Não vislumbro, dado o caso concreto, que o recebimento da presente apelação somente no
efeito devolutivo acarrete prejuízo inaceitável à Autarquia, até porque ela é, nitidamente, a parte
mais forte da relação processual em discussão, além do caráter alimentar do benefício
pleiteado pela recorrida.
Passo à análise do mérito
A conversão de tempo de serviço deve obedecer, em cada período, às regras a seguir
expostas.
Inicialmente, a aposentadoria especial foi prevista pelo artigo 31 da Lei nº 3.807/60 (Lei
Orgânica da Previdência Social). Posteriormente, o artigo 26 do Decreto nº 77.077/76
(Consolidação das Leis da Previdência Social) manteve a previsão da aposentadoria
diferenciada em razão do grau de exposição da saúde do trabalhador, embora com
modificações. Esses dois diplomas deixaram a cargo do Poder Executivo a eleição das
atividades consideradas insalubres, penosas ou perigosas.
O Decreto n° 53.831/64 trouxe a lista de atividades especiais para efeitos previdenciários. Os
critérios para classificação eram dois: grupo profissional ou exposição a agentes nocivos. Esse
decreto foi revogado pelo Decreto n° 62.755/68 e revigorado pela Lei n° 5.527/68.

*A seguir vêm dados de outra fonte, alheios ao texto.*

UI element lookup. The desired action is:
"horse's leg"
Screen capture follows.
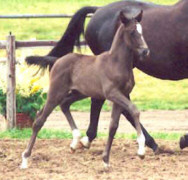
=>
[20,99,57,169]
[122,96,158,153]
[60,92,86,152]
[179,134,188,149]
[122,110,158,153]
[106,89,145,158]
[81,98,104,148]
[103,103,123,167]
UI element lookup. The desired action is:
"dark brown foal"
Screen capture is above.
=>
[21,11,149,168]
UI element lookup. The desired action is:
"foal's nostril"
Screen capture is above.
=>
[142,49,150,56]
[142,49,149,56]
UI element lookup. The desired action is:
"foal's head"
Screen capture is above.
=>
[119,10,149,59]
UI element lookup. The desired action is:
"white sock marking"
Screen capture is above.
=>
[137,133,145,156]
[80,136,91,148]
[20,151,28,169]
[136,23,142,34]
[70,129,81,150]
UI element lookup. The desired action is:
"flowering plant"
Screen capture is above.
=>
[0,64,46,120]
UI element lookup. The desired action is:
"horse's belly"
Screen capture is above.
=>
[71,81,104,99]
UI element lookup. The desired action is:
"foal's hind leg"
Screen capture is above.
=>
[107,89,145,158]
[81,98,104,148]
[103,103,123,167]
[20,102,57,169]
[60,92,86,152]
[122,96,159,153]
[21,84,68,168]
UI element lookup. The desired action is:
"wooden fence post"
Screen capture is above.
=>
[6,33,16,129]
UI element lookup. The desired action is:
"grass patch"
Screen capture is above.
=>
[0,0,188,111]
[0,129,183,140]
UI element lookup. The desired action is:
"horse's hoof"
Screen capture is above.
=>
[80,136,91,149]
[70,147,76,154]
[154,146,174,155]
[20,152,28,169]
[103,162,111,171]
[179,136,186,149]
[138,154,145,159]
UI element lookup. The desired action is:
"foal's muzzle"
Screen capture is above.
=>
[138,48,150,57]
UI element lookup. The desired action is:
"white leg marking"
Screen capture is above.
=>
[103,162,111,170]
[20,151,28,169]
[70,129,81,150]
[136,23,142,34]
[80,136,91,148]
[137,133,145,156]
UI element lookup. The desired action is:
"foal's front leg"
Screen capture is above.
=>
[103,103,123,168]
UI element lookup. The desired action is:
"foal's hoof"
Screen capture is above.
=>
[155,146,174,155]
[103,162,111,171]
[138,154,145,159]
[70,147,76,154]
[80,136,91,149]
[179,136,188,149]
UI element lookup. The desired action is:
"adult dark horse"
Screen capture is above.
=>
[27,0,188,152]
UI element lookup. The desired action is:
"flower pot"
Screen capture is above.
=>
[16,113,33,129]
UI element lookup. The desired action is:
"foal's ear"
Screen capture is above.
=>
[119,11,130,26]
[135,10,143,22]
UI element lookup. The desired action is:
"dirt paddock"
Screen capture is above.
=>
[0,111,188,180]
[0,139,188,180]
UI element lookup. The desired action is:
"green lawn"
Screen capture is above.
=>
[0,0,188,111]
[0,129,183,141]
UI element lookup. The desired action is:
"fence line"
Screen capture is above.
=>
[0,14,92,19]
[0,14,89,129]
[0,34,86,129]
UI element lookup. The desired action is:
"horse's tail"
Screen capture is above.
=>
[25,56,58,69]
[26,6,98,68]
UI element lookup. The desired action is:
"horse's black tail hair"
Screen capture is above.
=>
[26,6,98,68]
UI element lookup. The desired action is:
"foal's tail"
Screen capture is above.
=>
[26,6,98,68]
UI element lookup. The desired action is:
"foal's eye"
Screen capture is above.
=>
[131,30,136,36]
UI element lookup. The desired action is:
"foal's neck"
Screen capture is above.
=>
[109,24,134,68]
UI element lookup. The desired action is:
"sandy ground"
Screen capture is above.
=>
[0,111,188,180]
[44,110,188,133]
[0,139,188,180]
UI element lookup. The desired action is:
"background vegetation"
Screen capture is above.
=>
[0,0,188,140]
[0,0,188,111]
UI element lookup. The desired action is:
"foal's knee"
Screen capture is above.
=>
[129,104,140,119]
[33,120,44,132]
[109,122,119,137]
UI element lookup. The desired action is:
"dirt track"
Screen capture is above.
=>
[0,140,188,180]
[44,110,188,133]
[0,111,188,180]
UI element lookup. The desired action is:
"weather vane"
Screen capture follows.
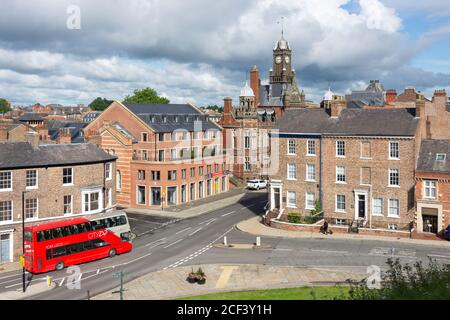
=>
[277,17,284,36]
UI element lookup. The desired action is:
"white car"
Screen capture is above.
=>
[247,180,267,190]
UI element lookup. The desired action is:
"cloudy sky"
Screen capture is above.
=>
[0,0,450,105]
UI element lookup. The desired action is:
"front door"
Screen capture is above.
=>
[0,233,11,263]
[273,188,280,209]
[422,215,438,233]
[355,194,366,219]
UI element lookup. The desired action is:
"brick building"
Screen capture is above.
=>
[0,142,116,263]
[269,90,450,234]
[219,33,319,180]
[416,140,450,234]
[269,92,419,230]
[84,101,228,208]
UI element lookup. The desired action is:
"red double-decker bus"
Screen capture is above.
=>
[24,211,133,273]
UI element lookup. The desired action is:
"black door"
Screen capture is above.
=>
[422,215,438,233]
[358,195,366,218]
[274,188,280,209]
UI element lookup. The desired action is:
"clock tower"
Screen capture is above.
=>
[270,32,295,84]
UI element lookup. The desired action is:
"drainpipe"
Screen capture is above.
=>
[319,135,325,216]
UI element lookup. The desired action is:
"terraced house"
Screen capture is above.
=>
[0,139,116,263]
[84,101,228,208]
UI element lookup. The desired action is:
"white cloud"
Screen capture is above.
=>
[0,0,448,104]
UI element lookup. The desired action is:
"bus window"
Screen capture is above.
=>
[52,228,62,239]
[116,216,127,226]
[69,225,78,235]
[52,247,66,259]
[44,230,53,240]
[24,231,33,242]
[61,227,71,237]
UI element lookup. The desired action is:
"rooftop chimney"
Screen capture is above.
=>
[250,65,259,108]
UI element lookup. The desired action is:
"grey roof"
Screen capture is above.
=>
[0,142,117,170]
[417,140,450,173]
[46,120,88,143]
[123,103,198,114]
[276,108,418,136]
[19,112,47,121]
[120,103,220,133]
[113,122,138,143]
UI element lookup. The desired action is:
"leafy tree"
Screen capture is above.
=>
[123,88,170,104]
[0,98,11,113]
[349,258,450,300]
[89,97,113,111]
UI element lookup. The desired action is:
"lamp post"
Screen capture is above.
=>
[22,191,27,293]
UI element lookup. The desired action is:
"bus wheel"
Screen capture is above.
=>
[109,249,117,258]
[56,261,64,271]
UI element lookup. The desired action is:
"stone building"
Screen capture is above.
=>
[0,141,116,263]
[269,92,419,231]
[416,140,450,235]
[84,101,229,209]
[219,33,319,180]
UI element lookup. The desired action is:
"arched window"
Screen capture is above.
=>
[116,170,122,191]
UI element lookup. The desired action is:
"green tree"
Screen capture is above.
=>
[0,98,11,113]
[349,258,450,300]
[123,88,170,104]
[89,97,113,111]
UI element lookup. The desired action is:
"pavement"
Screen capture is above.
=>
[236,217,450,248]
[124,188,245,219]
[93,264,367,300]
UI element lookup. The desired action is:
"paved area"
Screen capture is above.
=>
[94,264,367,300]
[236,217,450,249]
[125,188,248,219]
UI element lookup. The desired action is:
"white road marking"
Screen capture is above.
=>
[175,227,191,234]
[198,218,216,226]
[222,211,236,217]
[311,249,348,253]
[145,238,167,247]
[164,239,183,249]
[428,254,450,259]
[121,252,152,268]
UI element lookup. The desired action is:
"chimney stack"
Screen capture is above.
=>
[386,89,397,104]
[328,95,347,117]
[250,65,259,108]
[223,97,233,114]
[56,128,72,144]
[25,131,39,148]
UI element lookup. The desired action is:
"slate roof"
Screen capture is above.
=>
[276,108,418,136]
[19,112,47,122]
[46,120,88,143]
[0,142,117,170]
[417,140,450,173]
[124,103,220,133]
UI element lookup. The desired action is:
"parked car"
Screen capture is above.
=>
[247,180,267,190]
[444,225,450,240]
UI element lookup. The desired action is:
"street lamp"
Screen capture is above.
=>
[22,191,28,293]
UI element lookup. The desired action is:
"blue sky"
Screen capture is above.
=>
[0,0,450,105]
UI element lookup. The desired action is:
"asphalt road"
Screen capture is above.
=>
[0,191,450,300]
[0,192,267,300]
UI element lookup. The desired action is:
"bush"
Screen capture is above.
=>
[349,258,450,300]
[288,212,302,223]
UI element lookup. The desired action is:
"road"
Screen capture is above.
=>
[0,192,450,300]
[0,192,267,300]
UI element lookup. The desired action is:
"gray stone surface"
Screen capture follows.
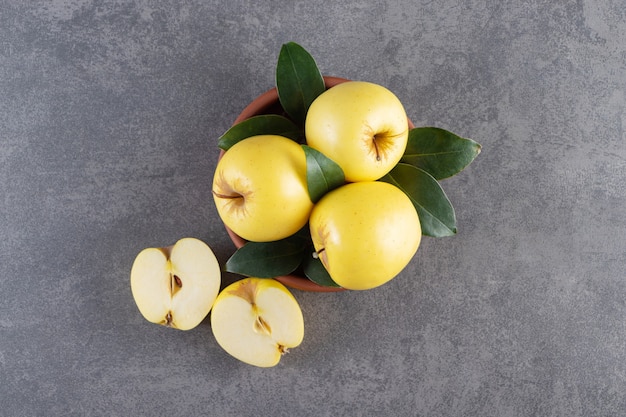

Anos depois, o Decreto nº 83.080/79 estabeleceu nova lista de atividades profissionais, agentes
físicos, químicos e biológicos presumidamente nocivos à saúde, para fins de aposentadoria
especial. Seu Anexo I, classificava as atividades de acordo com os agentes nocivos. O Anexo II,
trazia a classificação das atividades segundo os grupos profissionais.
Os decretos de 1964 e de 1979 vigeram concomitantemente. Assim, podem surgir situações de
conflito entre as disposições de um e de outro. Nesses casos, o conflito resolve-se pela
aplicação da regra favorável ao trabalhador.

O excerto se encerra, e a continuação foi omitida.